What? Why is she on Marley’s social media?
“Why are you following him?” I’d “un”-ed Marley (un-friended, un-followed, un-whatever-ed) on every platform a long time ago.
“I just never stopped.”
This feels like a betrayal. “You’re following my ex-husband online? What the hell, Nami?” She’s scrolling through her phone. I think she’s going to show me something I don’t want to see.
“I wasn’t going to show you this … but…” She hands me the phone. I know I shouldn’t take it. I shouldn’t look.
But curiosity gets the better of me. It’s a sad fact that if I were a cat, I’d be dead nine times over because curiosity would’ve run me flat over, stabbed me multiple times, or tossed me off a high-rise balcony.
The first thing I see is a photo of Marley and Lululemon. They’re both grinning like morons, looking too damn happy for people who subsist on a diet of kale and kombucha. Plus, Marley has busted out his Pharrell Williams hat, which is a terrible look on him.

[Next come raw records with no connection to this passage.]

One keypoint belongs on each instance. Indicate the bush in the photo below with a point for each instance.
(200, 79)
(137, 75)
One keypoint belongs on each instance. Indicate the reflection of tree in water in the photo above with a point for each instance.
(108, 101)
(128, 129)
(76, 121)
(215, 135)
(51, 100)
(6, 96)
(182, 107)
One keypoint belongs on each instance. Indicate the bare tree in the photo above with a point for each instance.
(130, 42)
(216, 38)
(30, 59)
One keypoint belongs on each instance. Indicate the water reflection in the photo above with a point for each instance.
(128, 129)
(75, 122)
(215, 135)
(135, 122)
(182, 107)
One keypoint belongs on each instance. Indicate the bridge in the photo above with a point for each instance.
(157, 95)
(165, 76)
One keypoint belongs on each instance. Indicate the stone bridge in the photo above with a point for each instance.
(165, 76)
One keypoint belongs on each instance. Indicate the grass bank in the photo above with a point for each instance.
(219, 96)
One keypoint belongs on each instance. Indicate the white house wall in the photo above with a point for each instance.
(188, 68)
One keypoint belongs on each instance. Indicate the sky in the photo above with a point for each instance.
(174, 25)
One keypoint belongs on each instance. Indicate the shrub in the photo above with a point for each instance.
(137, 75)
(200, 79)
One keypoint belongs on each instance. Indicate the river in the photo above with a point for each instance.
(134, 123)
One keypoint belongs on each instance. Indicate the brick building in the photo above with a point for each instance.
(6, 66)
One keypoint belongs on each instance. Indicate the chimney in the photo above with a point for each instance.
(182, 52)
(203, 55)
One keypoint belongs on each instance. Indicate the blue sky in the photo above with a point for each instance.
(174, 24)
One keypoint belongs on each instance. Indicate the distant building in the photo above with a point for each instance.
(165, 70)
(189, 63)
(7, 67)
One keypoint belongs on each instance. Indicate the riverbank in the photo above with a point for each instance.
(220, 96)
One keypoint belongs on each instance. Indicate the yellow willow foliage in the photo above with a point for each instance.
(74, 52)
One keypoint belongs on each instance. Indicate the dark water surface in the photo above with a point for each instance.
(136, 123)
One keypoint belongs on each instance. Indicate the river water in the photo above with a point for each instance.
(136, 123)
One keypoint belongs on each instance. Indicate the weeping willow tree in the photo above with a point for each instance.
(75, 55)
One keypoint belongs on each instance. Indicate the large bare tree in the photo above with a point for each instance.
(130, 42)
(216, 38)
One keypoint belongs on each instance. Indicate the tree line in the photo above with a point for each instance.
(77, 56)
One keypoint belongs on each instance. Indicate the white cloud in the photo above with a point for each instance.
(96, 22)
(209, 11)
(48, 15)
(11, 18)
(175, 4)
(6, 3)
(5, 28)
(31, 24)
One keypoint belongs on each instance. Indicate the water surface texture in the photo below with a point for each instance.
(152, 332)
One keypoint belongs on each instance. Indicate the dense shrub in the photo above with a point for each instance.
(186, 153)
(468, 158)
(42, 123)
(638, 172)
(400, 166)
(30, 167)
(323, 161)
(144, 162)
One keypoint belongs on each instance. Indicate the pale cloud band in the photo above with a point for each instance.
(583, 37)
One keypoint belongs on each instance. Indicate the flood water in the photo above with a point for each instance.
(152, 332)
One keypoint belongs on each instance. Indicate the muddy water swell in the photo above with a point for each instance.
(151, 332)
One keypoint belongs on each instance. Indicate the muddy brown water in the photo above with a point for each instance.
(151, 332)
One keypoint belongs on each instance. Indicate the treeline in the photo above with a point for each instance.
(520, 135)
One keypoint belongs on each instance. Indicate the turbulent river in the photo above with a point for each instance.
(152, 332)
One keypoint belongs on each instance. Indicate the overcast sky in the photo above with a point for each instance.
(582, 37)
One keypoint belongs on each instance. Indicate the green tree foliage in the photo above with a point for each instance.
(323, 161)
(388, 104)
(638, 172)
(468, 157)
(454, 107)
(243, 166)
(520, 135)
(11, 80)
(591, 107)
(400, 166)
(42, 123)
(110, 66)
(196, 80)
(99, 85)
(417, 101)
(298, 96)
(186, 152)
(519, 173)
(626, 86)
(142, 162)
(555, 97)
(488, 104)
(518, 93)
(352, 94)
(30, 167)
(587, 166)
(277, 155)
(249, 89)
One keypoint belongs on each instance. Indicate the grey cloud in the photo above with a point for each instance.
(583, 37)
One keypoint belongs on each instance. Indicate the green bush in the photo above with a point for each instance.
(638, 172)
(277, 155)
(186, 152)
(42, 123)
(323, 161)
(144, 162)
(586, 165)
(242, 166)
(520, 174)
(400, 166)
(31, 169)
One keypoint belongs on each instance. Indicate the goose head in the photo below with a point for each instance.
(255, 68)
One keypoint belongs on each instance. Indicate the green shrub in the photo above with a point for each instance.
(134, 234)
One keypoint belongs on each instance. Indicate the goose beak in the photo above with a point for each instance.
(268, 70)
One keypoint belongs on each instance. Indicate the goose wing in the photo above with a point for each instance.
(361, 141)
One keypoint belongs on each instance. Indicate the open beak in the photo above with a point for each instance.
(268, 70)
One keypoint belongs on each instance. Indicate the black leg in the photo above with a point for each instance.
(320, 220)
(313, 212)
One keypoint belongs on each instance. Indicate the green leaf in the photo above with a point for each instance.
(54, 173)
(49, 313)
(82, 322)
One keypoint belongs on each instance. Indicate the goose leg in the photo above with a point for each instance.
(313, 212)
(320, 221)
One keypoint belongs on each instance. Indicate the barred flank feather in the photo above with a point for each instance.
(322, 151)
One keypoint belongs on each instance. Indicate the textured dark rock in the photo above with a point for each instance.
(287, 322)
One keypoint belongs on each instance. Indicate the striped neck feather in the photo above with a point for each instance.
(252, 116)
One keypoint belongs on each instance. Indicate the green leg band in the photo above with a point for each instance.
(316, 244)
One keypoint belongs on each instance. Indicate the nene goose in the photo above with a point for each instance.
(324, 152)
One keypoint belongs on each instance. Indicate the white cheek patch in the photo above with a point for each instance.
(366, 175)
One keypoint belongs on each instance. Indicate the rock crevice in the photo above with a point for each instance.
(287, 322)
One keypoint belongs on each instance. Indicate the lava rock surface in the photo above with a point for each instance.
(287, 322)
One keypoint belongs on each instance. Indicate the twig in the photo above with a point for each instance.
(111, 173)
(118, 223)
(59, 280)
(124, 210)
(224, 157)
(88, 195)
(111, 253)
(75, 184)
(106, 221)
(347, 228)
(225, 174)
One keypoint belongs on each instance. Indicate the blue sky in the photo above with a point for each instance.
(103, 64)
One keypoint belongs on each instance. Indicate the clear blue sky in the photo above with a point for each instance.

Lululemon is grinning, which looks unnatural on her because in the grocery store, all I saw was a puckered face of disapproval. So I dig deeper into the photo, telling myself it’s just so I can mercilessly poke fun. They’re facing each other, holding a paper cutout of red hearts—three of them between them. I scroll down to the caption, and it reads, We’re so excited to say … Our Little Valentine is on the way!
Our Little Valentine? Then I notice Marley has his scrawny, clammy palm on Lululemon’s nonexistent stomach. What the … mother-effing … what?
I feel suddenly nauseous.
Oh, God. Marley and Lululemon will have a spawn.
I glance at Nami. “How long have you known about this?” I ask.
“Since Valentine’s Day. I didn’t want to be the one to tell you.”
I don’t know what makes me angrier: that she still follows Marley or that she refused to be a good spy for me. I feel a whole bunch of feelings rising up in me, none of them good. I’m right back in that place right after college where I peed on a stick and there were two lines instead of one, when Marley accused me of lying to him about being on the pill and then he stomped out of the apartment. It hadn’t been an Instagram moment with freakin’ rose filters and cutout hearts.
Then I look at the photo again. I know what I’m looking for, and I find it: Marley’s grandmother’s solitaire on Lululemon’s perfectly manicured left ring finger, the one I’d once worn.